High or extended use of neuroleptic drugs cause an untreatable conditions that is known as Tardive Dyskinesia.  The symptoms of tardive dyskinesia include muscle spasms, lip smacking, rapid eye movements, repetitive blinking, lip pursing, and dysfunctional finger movements.  If a patient ceases taking causative drugs, the symptoms may slightly reduce, but in fact, will never leave their entirely. 

Metoclopramide, which is the main ingredient in Reglan, is the most heavily associated medication with tardive dyskinesia.   Metoclopramide treats common ailments such as heartburn, acid reflux, and other gastrointestinal disorders, as well as some psychological and neurological conditions.  In all formulations of Reglan, including injection, oral solution, or pills, there are concentrations of Metoclopramide. 

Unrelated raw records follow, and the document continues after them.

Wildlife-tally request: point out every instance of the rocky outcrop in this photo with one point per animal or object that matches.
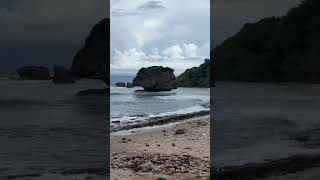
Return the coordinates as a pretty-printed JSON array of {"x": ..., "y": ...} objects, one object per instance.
[
  {"x": 196, "y": 76},
  {"x": 62, "y": 76},
  {"x": 129, "y": 85},
  {"x": 274, "y": 49},
  {"x": 156, "y": 78},
  {"x": 92, "y": 61},
  {"x": 120, "y": 84},
  {"x": 34, "y": 73}
]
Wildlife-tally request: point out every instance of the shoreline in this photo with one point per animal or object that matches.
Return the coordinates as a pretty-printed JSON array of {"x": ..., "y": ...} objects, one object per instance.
[
  {"x": 158, "y": 121},
  {"x": 180, "y": 150},
  {"x": 283, "y": 169}
]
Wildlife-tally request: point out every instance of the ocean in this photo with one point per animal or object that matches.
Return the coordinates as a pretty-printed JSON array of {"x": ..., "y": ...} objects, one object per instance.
[
  {"x": 131, "y": 105},
  {"x": 49, "y": 129},
  {"x": 254, "y": 122}
]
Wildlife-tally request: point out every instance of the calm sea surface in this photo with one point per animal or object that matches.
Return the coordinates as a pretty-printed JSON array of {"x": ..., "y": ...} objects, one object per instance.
[
  {"x": 47, "y": 128},
  {"x": 254, "y": 121},
  {"x": 131, "y": 105}
]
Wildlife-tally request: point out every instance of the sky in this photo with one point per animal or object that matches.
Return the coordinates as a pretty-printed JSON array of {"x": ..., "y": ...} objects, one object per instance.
[
  {"x": 45, "y": 32},
  {"x": 170, "y": 33},
  {"x": 229, "y": 16},
  {"x": 143, "y": 32}
]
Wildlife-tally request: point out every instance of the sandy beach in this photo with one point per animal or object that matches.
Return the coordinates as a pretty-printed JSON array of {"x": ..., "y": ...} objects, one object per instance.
[{"x": 173, "y": 151}]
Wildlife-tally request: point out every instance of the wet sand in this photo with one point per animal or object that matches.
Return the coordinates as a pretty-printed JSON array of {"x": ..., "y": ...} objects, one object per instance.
[{"x": 173, "y": 151}]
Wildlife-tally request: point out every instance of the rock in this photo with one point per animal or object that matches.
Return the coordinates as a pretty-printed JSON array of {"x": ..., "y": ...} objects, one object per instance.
[
  {"x": 156, "y": 78},
  {"x": 196, "y": 76},
  {"x": 34, "y": 73},
  {"x": 92, "y": 61},
  {"x": 62, "y": 76},
  {"x": 180, "y": 131},
  {"x": 120, "y": 84},
  {"x": 93, "y": 92},
  {"x": 129, "y": 85},
  {"x": 273, "y": 49}
]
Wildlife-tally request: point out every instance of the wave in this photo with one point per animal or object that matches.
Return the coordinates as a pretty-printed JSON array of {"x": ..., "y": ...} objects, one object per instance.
[
  {"x": 142, "y": 117},
  {"x": 200, "y": 98}
]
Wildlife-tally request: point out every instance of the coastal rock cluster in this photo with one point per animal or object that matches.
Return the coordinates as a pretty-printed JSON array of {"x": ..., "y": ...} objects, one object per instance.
[
  {"x": 196, "y": 76},
  {"x": 92, "y": 61},
  {"x": 62, "y": 75},
  {"x": 160, "y": 163},
  {"x": 34, "y": 73},
  {"x": 156, "y": 78}
]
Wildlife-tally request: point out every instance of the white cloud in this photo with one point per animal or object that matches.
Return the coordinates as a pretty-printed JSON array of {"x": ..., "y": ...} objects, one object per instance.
[
  {"x": 173, "y": 52},
  {"x": 171, "y": 33}
]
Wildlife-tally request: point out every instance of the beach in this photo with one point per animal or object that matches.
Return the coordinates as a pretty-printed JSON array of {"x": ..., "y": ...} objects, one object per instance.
[{"x": 179, "y": 150}]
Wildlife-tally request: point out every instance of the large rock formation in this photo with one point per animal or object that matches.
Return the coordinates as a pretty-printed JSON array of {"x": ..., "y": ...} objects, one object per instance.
[
  {"x": 62, "y": 76},
  {"x": 196, "y": 76},
  {"x": 156, "y": 78},
  {"x": 274, "y": 49},
  {"x": 34, "y": 73},
  {"x": 92, "y": 61},
  {"x": 120, "y": 84}
]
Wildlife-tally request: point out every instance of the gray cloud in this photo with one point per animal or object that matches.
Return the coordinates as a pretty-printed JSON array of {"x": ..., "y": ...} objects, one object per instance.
[
  {"x": 151, "y": 5},
  {"x": 159, "y": 33},
  {"x": 228, "y": 16}
]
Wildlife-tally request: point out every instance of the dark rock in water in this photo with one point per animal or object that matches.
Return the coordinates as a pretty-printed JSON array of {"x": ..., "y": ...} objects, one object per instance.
[
  {"x": 121, "y": 84},
  {"x": 34, "y": 73},
  {"x": 196, "y": 76},
  {"x": 276, "y": 49},
  {"x": 180, "y": 131},
  {"x": 93, "y": 59},
  {"x": 94, "y": 92},
  {"x": 129, "y": 85},
  {"x": 156, "y": 78},
  {"x": 62, "y": 76}
]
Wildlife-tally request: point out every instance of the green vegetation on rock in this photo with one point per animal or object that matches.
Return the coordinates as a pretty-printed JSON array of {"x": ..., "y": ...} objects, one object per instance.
[
  {"x": 196, "y": 76},
  {"x": 274, "y": 49},
  {"x": 160, "y": 178}
]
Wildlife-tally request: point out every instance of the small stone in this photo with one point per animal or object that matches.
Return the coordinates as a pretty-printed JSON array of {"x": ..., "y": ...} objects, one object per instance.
[{"x": 180, "y": 131}]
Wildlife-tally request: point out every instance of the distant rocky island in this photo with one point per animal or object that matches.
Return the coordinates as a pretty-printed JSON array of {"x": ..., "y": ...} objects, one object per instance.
[
  {"x": 90, "y": 62},
  {"x": 156, "y": 78},
  {"x": 274, "y": 49}
]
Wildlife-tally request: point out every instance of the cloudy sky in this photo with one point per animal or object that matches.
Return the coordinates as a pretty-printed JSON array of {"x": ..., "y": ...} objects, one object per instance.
[
  {"x": 171, "y": 33},
  {"x": 45, "y": 32},
  {"x": 228, "y": 16}
]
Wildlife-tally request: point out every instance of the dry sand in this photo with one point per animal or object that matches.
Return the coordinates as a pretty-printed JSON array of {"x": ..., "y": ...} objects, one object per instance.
[{"x": 159, "y": 152}]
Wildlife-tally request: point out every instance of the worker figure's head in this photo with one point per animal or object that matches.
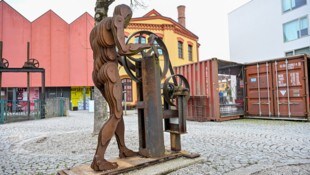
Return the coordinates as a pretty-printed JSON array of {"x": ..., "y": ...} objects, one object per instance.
[{"x": 124, "y": 11}]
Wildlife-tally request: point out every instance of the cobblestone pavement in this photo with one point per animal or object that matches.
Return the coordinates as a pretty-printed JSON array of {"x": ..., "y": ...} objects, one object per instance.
[{"x": 234, "y": 147}]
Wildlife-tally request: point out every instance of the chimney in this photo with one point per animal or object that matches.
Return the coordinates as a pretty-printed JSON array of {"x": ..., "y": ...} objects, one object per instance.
[{"x": 181, "y": 15}]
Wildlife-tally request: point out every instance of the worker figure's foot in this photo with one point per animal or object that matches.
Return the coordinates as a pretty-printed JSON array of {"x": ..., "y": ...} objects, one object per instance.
[
  {"x": 125, "y": 152},
  {"x": 100, "y": 164}
]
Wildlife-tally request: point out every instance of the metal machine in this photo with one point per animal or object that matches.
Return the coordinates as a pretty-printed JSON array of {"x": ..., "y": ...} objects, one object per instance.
[{"x": 162, "y": 96}]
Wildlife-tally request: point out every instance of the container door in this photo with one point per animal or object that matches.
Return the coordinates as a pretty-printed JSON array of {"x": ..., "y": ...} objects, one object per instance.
[
  {"x": 259, "y": 90},
  {"x": 290, "y": 91}
]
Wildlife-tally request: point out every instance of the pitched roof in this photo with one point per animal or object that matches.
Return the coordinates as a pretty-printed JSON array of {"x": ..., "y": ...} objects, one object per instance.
[{"x": 153, "y": 14}]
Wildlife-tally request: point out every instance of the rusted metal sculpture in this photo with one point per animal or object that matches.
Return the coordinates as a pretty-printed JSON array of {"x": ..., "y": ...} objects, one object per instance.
[{"x": 104, "y": 39}]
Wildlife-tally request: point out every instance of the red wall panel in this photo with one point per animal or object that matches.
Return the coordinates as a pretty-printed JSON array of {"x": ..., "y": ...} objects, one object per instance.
[
  {"x": 41, "y": 47},
  {"x": 90, "y": 60},
  {"x": 63, "y": 50},
  {"x": 15, "y": 34},
  {"x": 78, "y": 51},
  {"x": 1, "y": 20},
  {"x": 59, "y": 51}
]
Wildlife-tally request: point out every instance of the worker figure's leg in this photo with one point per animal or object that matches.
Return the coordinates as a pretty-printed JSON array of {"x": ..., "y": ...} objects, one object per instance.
[
  {"x": 106, "y": 133},
  {"x": 119, "y": 134},
  {"x": 112, "y": 92}
]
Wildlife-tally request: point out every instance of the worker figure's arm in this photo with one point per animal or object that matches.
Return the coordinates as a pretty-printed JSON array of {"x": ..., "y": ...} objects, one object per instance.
[{"x": 117, "y": 28}]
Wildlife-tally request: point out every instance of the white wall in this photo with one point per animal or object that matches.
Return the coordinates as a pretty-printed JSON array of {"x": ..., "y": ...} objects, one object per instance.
[{"x": 255, "y": 30}]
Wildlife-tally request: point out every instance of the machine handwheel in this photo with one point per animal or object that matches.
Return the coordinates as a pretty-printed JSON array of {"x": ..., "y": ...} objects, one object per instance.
[
  {"x": 130, "y": 61},
  {"x": 173, "y": 84},
  {"x": 5, "y": 63},
  {"x": 34, "y": 62}
]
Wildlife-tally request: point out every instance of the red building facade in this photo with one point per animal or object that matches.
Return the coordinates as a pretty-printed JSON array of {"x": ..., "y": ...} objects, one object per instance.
[{"x": 62, "y": 49}]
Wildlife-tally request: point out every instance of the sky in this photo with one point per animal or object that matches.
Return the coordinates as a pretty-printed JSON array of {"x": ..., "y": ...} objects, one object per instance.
[{"x": 208, "y": 19}]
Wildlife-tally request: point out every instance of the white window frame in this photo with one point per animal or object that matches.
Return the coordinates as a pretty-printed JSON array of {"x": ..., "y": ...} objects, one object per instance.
[
  {"x": 298, "y": 37},
  {"x": 291, "y": 6}
]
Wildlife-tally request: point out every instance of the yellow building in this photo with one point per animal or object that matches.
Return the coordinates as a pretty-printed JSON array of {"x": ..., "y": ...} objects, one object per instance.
[{"x": 181, "y": 43}]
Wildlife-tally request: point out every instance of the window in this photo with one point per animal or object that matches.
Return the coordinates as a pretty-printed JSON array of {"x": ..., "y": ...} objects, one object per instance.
[
  {"x": 290, "y": 53},
  {"x": 305, "y": 50},
  {"x": 180, "y": 49},
  {"x": 295, "y": 29},
  {"x": 160, "y": 51},
  {"x": 141, "y": 38},
  {"x": 190, "y": 52},
  {"x": 288, "y": 5},
  {"x": 127, "y": 87}
]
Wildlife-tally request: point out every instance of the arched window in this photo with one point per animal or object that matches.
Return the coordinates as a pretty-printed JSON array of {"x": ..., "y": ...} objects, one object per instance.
[
  {"x": 141, "y": 38},
  {"x": 180, "y": 49},
  {"x": 127, "y": 87}
]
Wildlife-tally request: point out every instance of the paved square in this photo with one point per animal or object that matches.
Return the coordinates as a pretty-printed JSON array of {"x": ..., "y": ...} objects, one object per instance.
[{"x": 233, "y": 147}]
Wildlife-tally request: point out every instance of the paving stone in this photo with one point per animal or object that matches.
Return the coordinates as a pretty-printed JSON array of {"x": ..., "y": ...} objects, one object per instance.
[{"x": 248, "y": 146}]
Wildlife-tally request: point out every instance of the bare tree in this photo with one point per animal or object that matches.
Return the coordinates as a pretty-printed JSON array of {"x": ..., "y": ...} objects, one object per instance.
[{"x": 101, "y": 106}]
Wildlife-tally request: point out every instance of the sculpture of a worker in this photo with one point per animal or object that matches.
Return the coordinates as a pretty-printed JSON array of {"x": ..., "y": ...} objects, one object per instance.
[{"x": 104, "y": 39}]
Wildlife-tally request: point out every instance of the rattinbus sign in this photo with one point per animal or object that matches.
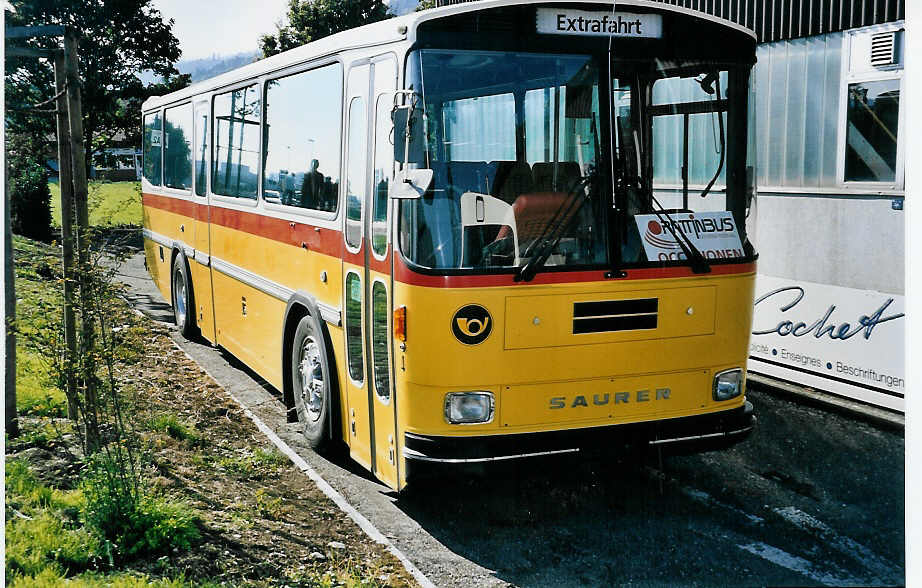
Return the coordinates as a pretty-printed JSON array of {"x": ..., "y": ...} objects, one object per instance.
[
  {"x": 714, "y": 234},
  {"x": 563, "y": 21}
]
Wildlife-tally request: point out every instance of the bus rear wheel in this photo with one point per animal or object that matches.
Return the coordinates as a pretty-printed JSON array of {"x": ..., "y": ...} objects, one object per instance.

The FDA’s Reasoning on Label Change Requirements

The dangers of Reglan in relation to tardive dyskinesia were well known, even before the black box mandate, to the FDA, but at the time, the FDA was unaware of the actual high level of risk that the drug actually did pose.  An ANDA (Abbreviated New Drug Application) filing took place, and since the release of the drug Reglan under these auspices, the sheer number of persons afflicted with tardive dyskinesia after taking Reglan forced the FDA to respond and mandate the black box warning label.  The label specifically notes the risk for tardive dyskinesia associated with high dose amounts or prolonged exposure to Reglan for more than three months.  Other notable increased risk factors include patients who are female, older in age, and the long-term amount of the drug actually consumed. 

Further Requirements by the FDA on Reglan 

Reglan’s manufacturers must also present a REMS, or Risk Evaluation Mitigation Strategy, to the FDA concerning informing healthcare providers of the risks associated with Reglan versus the benefits from using the medication. Other requirements include providing a medication guide and the plan for informing healthcare providers. 

Currently, an estimated two million patients in the United States take Metoclopramide in response to gastric issues.